For # 1, you can try something like:

 describe UsersController do context "when not logged in" do context "GET users/edit" do it "redirects to login" do get :edit, :id => 123 response.should redirect_to login_path end end end end 

You can do a more general test case that claims all actions that are not explicitly specified, so you don’t have test spaces if the access code later becomes more permissive. But this is a more subtle point.

For # 2, you can write a request specification that sets the “remember me” flag, then logs out, then logs back in and verifies that you are on the expected page. Remove all of this from your browser by filling out your credentials, checking the Remember Me box, by clicking the buttons.

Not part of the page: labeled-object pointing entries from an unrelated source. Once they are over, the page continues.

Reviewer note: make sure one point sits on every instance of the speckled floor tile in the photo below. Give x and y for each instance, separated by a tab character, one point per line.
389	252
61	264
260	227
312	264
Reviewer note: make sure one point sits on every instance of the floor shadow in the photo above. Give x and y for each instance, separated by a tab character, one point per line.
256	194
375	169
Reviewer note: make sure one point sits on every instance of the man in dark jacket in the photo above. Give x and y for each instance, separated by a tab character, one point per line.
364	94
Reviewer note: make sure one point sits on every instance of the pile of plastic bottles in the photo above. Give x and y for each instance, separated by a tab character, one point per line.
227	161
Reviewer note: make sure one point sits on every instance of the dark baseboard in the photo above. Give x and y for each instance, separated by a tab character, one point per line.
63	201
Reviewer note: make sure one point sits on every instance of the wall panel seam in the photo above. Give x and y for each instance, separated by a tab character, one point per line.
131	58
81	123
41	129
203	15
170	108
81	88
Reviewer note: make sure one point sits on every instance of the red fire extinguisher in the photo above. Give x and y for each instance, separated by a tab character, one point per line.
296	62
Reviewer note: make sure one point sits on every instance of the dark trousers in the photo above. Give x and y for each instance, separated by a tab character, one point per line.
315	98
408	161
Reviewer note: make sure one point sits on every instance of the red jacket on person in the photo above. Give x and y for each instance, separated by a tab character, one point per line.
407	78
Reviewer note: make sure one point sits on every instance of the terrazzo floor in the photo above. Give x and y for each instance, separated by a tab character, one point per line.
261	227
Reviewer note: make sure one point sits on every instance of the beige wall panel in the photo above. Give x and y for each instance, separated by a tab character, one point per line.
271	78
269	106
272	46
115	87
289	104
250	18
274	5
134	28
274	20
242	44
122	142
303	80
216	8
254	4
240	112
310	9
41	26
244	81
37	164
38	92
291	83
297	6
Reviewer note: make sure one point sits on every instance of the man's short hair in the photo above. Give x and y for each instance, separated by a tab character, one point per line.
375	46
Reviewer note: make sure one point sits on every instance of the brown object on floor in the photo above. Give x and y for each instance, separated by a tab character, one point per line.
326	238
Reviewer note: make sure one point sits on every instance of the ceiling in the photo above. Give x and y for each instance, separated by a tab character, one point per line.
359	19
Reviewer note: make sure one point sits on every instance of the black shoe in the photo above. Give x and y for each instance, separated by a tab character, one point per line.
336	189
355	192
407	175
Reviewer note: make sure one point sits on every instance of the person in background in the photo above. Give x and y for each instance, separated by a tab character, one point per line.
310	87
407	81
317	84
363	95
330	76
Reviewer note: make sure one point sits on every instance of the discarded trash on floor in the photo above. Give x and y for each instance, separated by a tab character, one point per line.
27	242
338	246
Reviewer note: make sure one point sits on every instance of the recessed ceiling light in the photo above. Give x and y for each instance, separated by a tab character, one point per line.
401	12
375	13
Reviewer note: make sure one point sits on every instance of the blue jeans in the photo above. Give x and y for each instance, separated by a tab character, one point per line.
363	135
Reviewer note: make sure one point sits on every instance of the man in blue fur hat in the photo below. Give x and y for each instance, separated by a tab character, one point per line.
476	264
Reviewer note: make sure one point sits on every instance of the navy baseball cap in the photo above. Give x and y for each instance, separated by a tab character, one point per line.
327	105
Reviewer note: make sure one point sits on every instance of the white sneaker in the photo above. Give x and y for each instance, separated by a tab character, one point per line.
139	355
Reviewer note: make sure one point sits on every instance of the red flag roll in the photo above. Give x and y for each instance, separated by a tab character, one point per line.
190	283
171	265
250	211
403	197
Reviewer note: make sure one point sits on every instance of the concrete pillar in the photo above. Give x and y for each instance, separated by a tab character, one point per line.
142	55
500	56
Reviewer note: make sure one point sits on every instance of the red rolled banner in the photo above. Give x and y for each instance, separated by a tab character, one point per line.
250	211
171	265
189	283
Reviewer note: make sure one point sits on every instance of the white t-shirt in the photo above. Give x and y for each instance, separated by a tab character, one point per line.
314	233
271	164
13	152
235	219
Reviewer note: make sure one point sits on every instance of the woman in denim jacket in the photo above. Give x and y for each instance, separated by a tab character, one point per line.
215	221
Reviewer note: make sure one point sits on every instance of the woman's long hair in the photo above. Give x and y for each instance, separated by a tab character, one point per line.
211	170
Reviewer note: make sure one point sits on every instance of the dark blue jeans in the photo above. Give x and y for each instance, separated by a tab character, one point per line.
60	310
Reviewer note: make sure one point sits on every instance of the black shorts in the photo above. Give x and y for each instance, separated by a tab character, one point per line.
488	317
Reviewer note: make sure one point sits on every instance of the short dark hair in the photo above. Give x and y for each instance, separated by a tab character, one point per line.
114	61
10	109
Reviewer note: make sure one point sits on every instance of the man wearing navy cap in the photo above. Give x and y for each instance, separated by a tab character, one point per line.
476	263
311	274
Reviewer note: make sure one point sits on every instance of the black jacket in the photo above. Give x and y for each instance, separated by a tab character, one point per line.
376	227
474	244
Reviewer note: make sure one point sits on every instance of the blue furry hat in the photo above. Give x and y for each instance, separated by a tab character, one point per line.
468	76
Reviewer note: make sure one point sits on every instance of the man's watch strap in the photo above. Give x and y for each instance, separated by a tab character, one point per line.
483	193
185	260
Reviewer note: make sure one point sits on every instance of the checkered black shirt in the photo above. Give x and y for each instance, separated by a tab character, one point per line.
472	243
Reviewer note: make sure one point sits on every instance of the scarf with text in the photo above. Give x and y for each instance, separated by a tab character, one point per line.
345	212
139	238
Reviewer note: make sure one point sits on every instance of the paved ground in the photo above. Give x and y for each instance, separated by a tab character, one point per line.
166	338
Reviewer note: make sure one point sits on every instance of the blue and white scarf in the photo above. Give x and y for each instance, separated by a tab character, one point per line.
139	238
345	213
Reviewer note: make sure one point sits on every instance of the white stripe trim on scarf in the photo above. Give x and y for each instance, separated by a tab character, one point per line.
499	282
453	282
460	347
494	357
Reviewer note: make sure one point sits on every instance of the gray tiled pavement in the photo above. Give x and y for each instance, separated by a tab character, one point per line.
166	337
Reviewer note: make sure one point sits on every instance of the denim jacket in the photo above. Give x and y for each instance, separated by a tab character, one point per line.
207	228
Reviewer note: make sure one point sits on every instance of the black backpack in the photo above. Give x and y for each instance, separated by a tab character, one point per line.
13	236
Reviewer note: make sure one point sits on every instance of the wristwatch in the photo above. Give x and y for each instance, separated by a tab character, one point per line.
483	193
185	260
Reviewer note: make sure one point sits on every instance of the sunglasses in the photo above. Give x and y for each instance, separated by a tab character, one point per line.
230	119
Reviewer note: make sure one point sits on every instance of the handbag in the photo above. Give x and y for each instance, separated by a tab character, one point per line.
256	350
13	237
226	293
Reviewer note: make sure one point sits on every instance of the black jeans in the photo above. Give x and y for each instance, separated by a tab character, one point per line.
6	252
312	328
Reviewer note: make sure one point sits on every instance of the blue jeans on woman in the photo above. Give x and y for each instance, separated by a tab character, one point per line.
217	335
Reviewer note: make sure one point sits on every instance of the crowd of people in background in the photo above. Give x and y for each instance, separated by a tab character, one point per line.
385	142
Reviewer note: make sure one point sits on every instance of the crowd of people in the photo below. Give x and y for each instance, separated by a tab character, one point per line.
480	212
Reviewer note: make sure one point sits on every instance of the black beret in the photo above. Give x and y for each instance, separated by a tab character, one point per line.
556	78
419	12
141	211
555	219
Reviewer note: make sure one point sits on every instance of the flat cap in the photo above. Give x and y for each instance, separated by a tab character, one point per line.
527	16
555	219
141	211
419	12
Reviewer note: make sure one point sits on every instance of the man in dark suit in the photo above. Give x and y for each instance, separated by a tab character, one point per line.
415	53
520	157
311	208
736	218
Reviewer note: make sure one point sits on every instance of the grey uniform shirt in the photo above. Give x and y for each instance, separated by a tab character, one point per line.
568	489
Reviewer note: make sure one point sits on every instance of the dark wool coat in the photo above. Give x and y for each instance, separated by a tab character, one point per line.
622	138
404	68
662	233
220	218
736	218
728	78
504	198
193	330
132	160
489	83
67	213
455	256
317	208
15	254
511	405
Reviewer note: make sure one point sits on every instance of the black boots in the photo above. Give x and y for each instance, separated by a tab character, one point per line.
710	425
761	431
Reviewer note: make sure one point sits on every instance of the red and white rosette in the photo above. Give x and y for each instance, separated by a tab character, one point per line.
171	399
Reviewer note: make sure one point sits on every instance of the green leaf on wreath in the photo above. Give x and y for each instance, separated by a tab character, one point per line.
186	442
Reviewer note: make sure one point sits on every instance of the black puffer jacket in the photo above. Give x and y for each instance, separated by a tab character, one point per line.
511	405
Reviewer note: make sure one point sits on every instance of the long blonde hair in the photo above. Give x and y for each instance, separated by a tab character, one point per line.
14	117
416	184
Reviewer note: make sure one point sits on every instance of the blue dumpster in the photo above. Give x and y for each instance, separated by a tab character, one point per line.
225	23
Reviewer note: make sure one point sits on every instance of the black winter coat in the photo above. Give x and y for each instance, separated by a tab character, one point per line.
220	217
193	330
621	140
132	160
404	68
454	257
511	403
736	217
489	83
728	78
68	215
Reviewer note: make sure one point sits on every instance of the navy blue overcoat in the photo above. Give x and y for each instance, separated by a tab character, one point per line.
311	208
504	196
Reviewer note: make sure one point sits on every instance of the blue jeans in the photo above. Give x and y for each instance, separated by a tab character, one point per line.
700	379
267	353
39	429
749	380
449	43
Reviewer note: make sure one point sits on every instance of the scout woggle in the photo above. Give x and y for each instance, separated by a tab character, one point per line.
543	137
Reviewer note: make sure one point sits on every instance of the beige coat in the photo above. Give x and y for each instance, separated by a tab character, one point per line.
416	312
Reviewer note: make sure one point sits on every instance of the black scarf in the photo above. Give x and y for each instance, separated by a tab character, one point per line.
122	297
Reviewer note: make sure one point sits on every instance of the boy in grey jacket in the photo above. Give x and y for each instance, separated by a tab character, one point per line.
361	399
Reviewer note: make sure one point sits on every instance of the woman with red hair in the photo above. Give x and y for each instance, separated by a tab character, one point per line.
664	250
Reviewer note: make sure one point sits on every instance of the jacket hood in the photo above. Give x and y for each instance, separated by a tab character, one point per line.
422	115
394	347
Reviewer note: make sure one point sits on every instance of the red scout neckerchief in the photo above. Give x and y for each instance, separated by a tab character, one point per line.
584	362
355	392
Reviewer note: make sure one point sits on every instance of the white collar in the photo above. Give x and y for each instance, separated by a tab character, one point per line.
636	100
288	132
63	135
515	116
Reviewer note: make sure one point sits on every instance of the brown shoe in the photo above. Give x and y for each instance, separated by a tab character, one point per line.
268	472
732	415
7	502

Question: why? Why do you want to check this out? Do you use a home login system? Very discouraged if you are not a first-class security expert. If you don’t use the home system, but instead of Devise , which is tested, do not reinstall the library functionality, just check only your application code, for example, access rights to certain pages covered by # 1. You can also look at those tests that are supplied with Devise, how they check this condition.

Hope this helps.

Refresh . To clarify the request specification for # 2. As mentioned in another @cutalion answer (which is trustworthy for the correct answer), a mechanism to verify that the login can be saved when the session is closed is built into the IntegrationTest ActionDispatch infrastructure using open_session .

See the Rails docs IntegrationTest API for examples. A blog post expanding when using custom DSL.